# Taken out by The Don!!!!!



## JonDot (Mar 7, 2008)

Don Franco does not use hitmen to do his dirty business!!!He takes care of it personally!!!!Got home today to find this mail bomb waiting on me!!:arghhhh::dribble: You my friend are a great BOTL!!!Can't waith to try thr DF's.


----------



## ctiicda (Jun 19, 2008)

OK that is alot of teasing on those DF's... my intrest is peaked darn it lol Another great hit! and on a very deserving BOTL!


----------



## LkyLindy (Feb 1, 2008)

The BOTL's on this site are CRAZED!!!!!!!!


----------



## ctiicda (Jun 19, 2008)

LkyLindy said:


> The BOTL's on this site are CRAZED!!!!!!!!


I think i saw that guy in the mirror this morning lol.


----------



## smokinj (Jan 16, 2008)

Another Outstanding A$$ raping!!


----------



## Don Francisco (Sep 9, 2008)

Enjoy them! Thanks for the "profile", hope I read it right. :mrcool:


----------



## KaiSQ (Aug 4, 2008)

WoW. Very nice.


----------



## Mikeyfresh518-cl (Sep 9, 2008)

don just doesnt stop dammmm..
handing out some NICE a$$ cigars
god bless u don


----------



## Don Francisco (Sep 9, 2008)

Mikeyfresh518 said:


> god bless u don


Thanks, he has, with the friends I have found here.


----------



## DBCcigar (Apr 24, 2008)

Nice!


----------



## AdReNaLiN jUnKeE (Aug 19, 2008)

awesome hit by lew as usual! man you werent joking!

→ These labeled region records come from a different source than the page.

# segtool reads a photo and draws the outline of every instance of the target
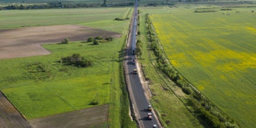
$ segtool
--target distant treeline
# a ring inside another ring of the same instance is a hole
[[[48,3],[47,4],[34,4],[34,5],[8,5],[0,6],[0,10],[36,10],[36,9],[51,9],[51,8],[90,8],[90,7],[118,7],[118,6],[132,6],[134,2],[114,3],[114,4],[100,4],[100,3]]]

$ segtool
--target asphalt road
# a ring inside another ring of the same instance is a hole
[[[132,18],[132,26],[131,28],[130,36],[127,47],[127,52],[125,61],[125,69],[126,73],[127,83],[129,89],[129,94],[134,105],[137,118],[138,119],[141,127],[149,128],[153,127],[153,125],[157,125],[161,127],[160,124],[156,120],[156,116],[152,113],[152,120],[147,119],[148,105],[150,105],[147,100],[144,90],[138,74],[133,74],[134,69],[137,69],[136,64],[133,65],[132,61],[136,58],[133,55],[133,50],[136,49],[136,28],[137,28],[137,12],[138,3],[136,1],[134,12]],[[154,107],[154,106],[153,106]],[[152,112],[150,112],[152,113]]]

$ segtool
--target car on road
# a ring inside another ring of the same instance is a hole
[[[149,105],[149,107],[147,107],[147,111],[152,111],[152,106],[151,106],[151,105]]]
[[[152,113],[147,113],[147,119],[148,120],[152,120]]]
[[[132,73],[133,73],[134,74],[138,74],[138,71],[137,71],[137,70],[136,70],[136,69],[134,69],[134,71],[132,72]]]

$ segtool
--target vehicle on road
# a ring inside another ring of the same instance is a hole
[[[148,120],[152,120],[152,113],[147,113],[147,119]]]
[[[136,69],[134,69],[134,71],[132,72],[132,73],[133,73],[134,74],[138,74],[138,71],[137,71],[137,70],[136,70]]]
[[[147,111],[152,111],[152,106],[151,106],[151,105],[149,105],[149,107],[147,107]]]

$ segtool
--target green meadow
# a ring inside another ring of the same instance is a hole
[[[185,5],[149,12],[172,65],[241,127],[253,127],[256,8],[214,7]],[[194,12],[208,10],[217,12]]]
[[[99,105],[109,103],[110,66],[118,63],[115,52],[121,39],[99,45],[80,42],[44,45],[52,54],[1,60],[1,91],[28,119],[91,107],[94,105],[89,103],[94,98]],[[73,53],[91,60],[93,66],[76,67],[57,62]],[[28,67],[37,63],[44,65],[46,72],[31,73]]]
[[[99,28],[105,27],[107,23],[109,28],[107,30],[121,32],[123,28],[116,29],[111,25],[120,23],[124,26],[123,23],[113,20],[116,17],[126,17],[130,10],[129,7],[0,11],[0,29],[91,23],[93,27]],[[94,22],[100,23],[95,26]]]
[[[0,60],[0,89],[28,120],[109,104],[108,124],[120,127],[121,107],[127,103],[120,98],[122,71],[118,56],[129,20],[113,19],[131,17],[132,11],[131,8],[0,11],[0,28],[72,23],[122,34],[99,45],[84,41],[46,44],[43,47],[51,54]],[[60,63],[62,57],[75,53],[91,60],[93,65],[84,68]],[[98,104],[90,105],[91,101]],[[129,119],[126,122],[135,126]]]

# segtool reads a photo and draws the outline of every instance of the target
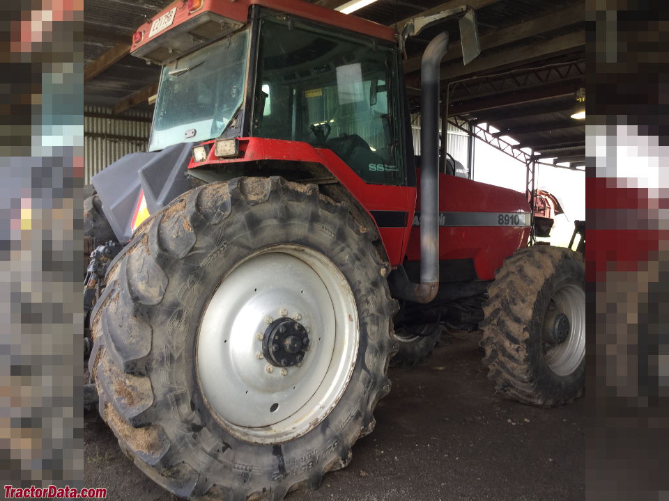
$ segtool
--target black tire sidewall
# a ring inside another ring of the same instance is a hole
[[[569,285],[585,289],[585,269],[583,263],[565,257],[558,262],[536,295],[528,325],[529,365],[534,372],[537,387],[549,399],[561,399],[563,395],[576,395],[585,381],[585,357],[571,374],[560,375],[551,369],[544,353],[543,326],[548,304],[557,291]]]
[[[270,197],[275,195],[272,192]],[[310,214],[305,217],[304,202],[277,200],[249,205],[233,200],[234,217],[217,225],[204,224],[196,232],[197,242],[186,258],[170,260],[169,266],[162,267],[168,276],[162,301],[157,307],[146,310],[153,326],[154,363],[149,376],[155,410],[159,415],[178,417],[160,420],[169,437],[171,450],[179,454],[190,451],[187,462],[210,474],[213,478],[209,482],[233,485],[249,482],[252,475],[260,471],[272,482],[286,479],[290,484],[291,479],[309,476],[311,471],[322,471],[323,461],[339,458],[345,464],[349,455],[347,444],[355,440],[361,427],[371,419],[376,402],[370,400],[375,386],[385,384],[381,381],[387,358],[384,353],[390,351],[391,340],[388,326],[384,326],[387,321],[378,313],[383,311],[386,301],[381,267],[371,258],[372,250],[364,245],[361,236],[347,224],[346,218],[342,220],[341,213],[338,216],[323,210],[316,198],[309,205]],[[157,219],[153,225],[160,223]],[[211,296],[227,273],[250,254],[286,242],[323,254],[346,277],[357,307],[360,344],[348,384],[337,405],[319,425],[280,445],[252,443],[222,426],[204,402],[194,363],[199,324]],[[217,253],[216,258],[207,260],[212,252]],[[205,262],[208,269],[203,271]],[[180,311],[183,316],[176,315]],[[183,333],[180,347],[176,342],[182,335],[172,327]],[[179,352],[183,356],[175,358]],[[192,361],[190,368],[189,360]],[[210,446],[220,448],[211,451]],[[227,448],[234,454],[226,456]],[[205,450],[210,453],[203,454]]]

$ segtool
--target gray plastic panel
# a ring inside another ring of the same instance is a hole
[[[152,214],[188,189],[184,172],[192,145],[182,143],[160,152],[131,153],[93,177],[105,216],[118,241],[132,237],[130,223],[142,189]]]

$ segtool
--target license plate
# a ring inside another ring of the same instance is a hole
[[[163,14],[155,21],[154,21],[151,24],[151,31],[148,33],[149,38],[154,35],[160,33],[166,28],[171,26],[172,23],[174,22],[175,14],[176,14],[176,7],[173,8],[167,14]]]

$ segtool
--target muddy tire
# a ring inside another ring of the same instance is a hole
[[[102,212],[102,202],[96,193],[84,200],[84,237],[92,239],[95,243],[116,240]]]
[[[390,359],[390,367],[414,367],[424,362],[432,354],[441,332],[442,328],[438,324],[412,326],[410,328],[397,328],[394,335],[397,341],[397,353]],[[428,335],[424,335],[426,333]]]
[[[544,407],[583,394],[584,287],[583,257],[569,249],[537,246],[506,260],[481,324],[483,363],[499,391]]]
[[[140,228],[93,311],[90,363],[134,463],[178,495],[231,501],[346,466],[390,388],[397,306],[371,235],[316,186],[275,177],[197,188]],[[264,351],[277,321],[309,333],[299,365]]]

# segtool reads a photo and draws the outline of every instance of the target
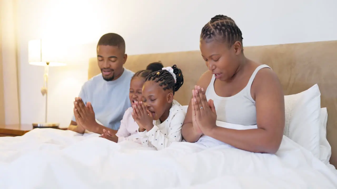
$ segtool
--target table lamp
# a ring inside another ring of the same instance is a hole
[[[34,40],[28,42],[28,62],[31,65],[44,67],[43,86],[41,88],[42,96],[45,96],[45,114],[44,123],[33,123],[33,128],[58,128],[59,123],[48,122],[48,78],[50,66],[65,66],[62,62],[64,60],[64,51],[62,45],[57,41],[42,39]]]

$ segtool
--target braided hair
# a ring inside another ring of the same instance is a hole
[[[154,62],[148,65],[146,70],[140,70],[136,72],[131,78],[131,79],[136,77],[140,77],[146,78],[150,74],[153,72],[155,72],[161,70],[163,67],[162,64],[159,61],[158,62]]]
[[[163,87],[164,90],[167,89],[172,90],[174,95],[174,92],[178,90],[184,83],[184,77],[181,70],[177,68],[175,64],[172,68],[173,69],[173,73],[176,74],[177,79],[176,83],[173,76],[165,70],[152,72],[148,76],[145,81],[153,81],[156,83],[159,83],[159,86]]]
[[[217,15],[203,28],[200,40],[206,41],[220,40],[232,46],[237,41],[242,44],[242,33],[233,19],[227,16]]]

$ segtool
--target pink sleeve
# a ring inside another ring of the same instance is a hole
[[[131,111],[130,110],[131,110]],[[116,136],[118,137],[118,142],[120,141],[120,138],[124,138],[130,136],[131,134],[127,130],[127,120],[131,115],[131,112],[132,111],[132,108],[129,108],[124,113],[124,115],[123,116],[123,118],[121,121],[121,126],[119,127],[119,129],[117,131],[116,134]]]

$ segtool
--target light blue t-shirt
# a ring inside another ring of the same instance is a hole
[[[119,78],[110,81],[104,80],[100,74],[82,86],[79,97],[86,104],[91,103],[96,119],[103,126],[114,130],[119,128],[124,113],[131,107],[129,92],[134,73],[124,68]],[[72,120],[76,121],[73,115]]]

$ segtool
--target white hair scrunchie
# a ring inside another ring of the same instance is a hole
[[[176,77],[176,74],[173,73],[173,69],[172,68],[172,67],[169,67],[166,68],[163,68],[161,69],[168,71],[168,72],[173,76],[173,78],[174,79],[174,83],[177,83],[177,78]]]

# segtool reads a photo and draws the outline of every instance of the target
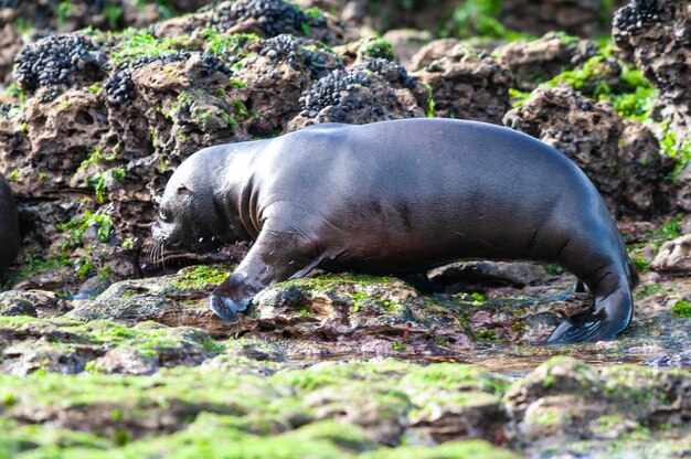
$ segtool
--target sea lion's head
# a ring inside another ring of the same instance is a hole
[[[200,160],[200,153],[180,164],[166,185],[151,230],[158,246],[208,252],[228,242],[226,218],[214,194],[219,190],[211,180],[217,170]]]

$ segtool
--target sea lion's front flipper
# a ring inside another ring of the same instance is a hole
[[[228,322],[272,284],[302,277],[319,264],[317,247],[300,232],[264,228],[245,258],[209,298],[211,310]]]
[[[552,333],[548,344],[570,344],[610,340],[631,321],[634,302],[628,284],[607,295],[594,295],[593,306],[577,321],[564,321]]]

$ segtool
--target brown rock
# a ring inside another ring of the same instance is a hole
[[[515,87],[532,90],[540,82],[574,68],[595,55],[597,45],[550,32],[538,40],[515,40],[495,50],[497,60],[513,74]]]
[[[411,68],[418,71],[432,64],[434,61],[445,57],[458,43],[460,43],[458,39],[439,39],[430,41],[411,58]]]
[[[620,3],[620,1],[615,1]],[[504,0],[501,22],[509,29],[542,35],[563,30],[578,36],[596,36],[607,31],[610,11],[599,0]]]
[[[458,45],[414,75],[432,88],[434,116],[501,124],[511,107],[511,74],[485,52]]]
[[[574,161],[610,211],[657,211],[662,181],[657,140],[640,122],[625,121],[608,103],[587,99],[570,88],[539,87],[503,122]]]
[[[687,1],[631,1],[614,17],[615,43],[659,90],[681,137],[691,129],[691,10]]]

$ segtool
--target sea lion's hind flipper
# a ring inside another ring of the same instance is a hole
[[[564,321],[548,344],[570,344],[610,340],[631,321],[634,305],[628,285],[606,296],[595,295],[591,309],[577,321]]]

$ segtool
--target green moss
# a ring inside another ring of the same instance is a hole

and jon....do you have a couple cigars? lol


----------



## happy1 (Jun 29, 2007)

Another great hit on a most deserving bro


----------



## eggwhites (Apr 20, 2008)

I can't wait to try some of his sticks after they have been flying around like this.


----------



## MaduroSmoke (Sep 21, 2008)

wow wow


----------



## Scoop (Sep 20, 2007)

The man's on a roll. Nice hit!


----------



## jam (Dec 29, 2007)

Dam don Franco is whacking alot of people round here 

....Great Smokes.........


----------



## CGARMAN23 (May 16, 2008)

Outstanding hit there and I think I spot a Monte 2. Very deserving BOTL.


----------



## SmoknTaz (Jun 18, 2008)

Some really great looking smokes there!


----------



## mdj65 (Jun 22, 2008)

And another great hit!


----------



## Vic81 (Aug 2, 2008)

awesome hit DON - knock'em dead......


----------



## ngetal (Jul 6, 2008)

looks tasty! enjoy....


----------



## Deuce Da Masta (Dec 4, 2006)

another well placed hit! Nice one.


----------



## ssuriano (Aug 24, 2008)

Sweet hit!


----------



## DOZER (Sep 30, 2007)

Nice hit!!


----------



## shroom91 (Mar 17, 2008)

another nice hit by Lew


----------



## karmaz00 (Dec 5, 2007)

on a tare you are. nice one


----------



## cboor001 (Aug 6, 2008)

Great hit... John you definitely deserve everything you get. hahaha. Way to go Lew.


----------



## ER Doc (Feb 8, 2007)

BOOM!

Lew is on a big ol' roll!

Well-deserved, John!


----------



## amateurke (Mar 28, 2008)

Outstanding again Lew!! Well deserved John!!


----------



## big04deuce (May 16, 2008)

another awesome blast!


----------



## Redbeard (Aug 7, 2006)

puff puff pass!!!!


----------



## Cypress (Jun 27, 2007)

That is a nice hit.


----------



## Wunderdawg (May 1, 2008)

That's a nice hiot right there.


----------



## EKGOTSKILLZZ (Jun 17, 2008)

smackdown!!!


----------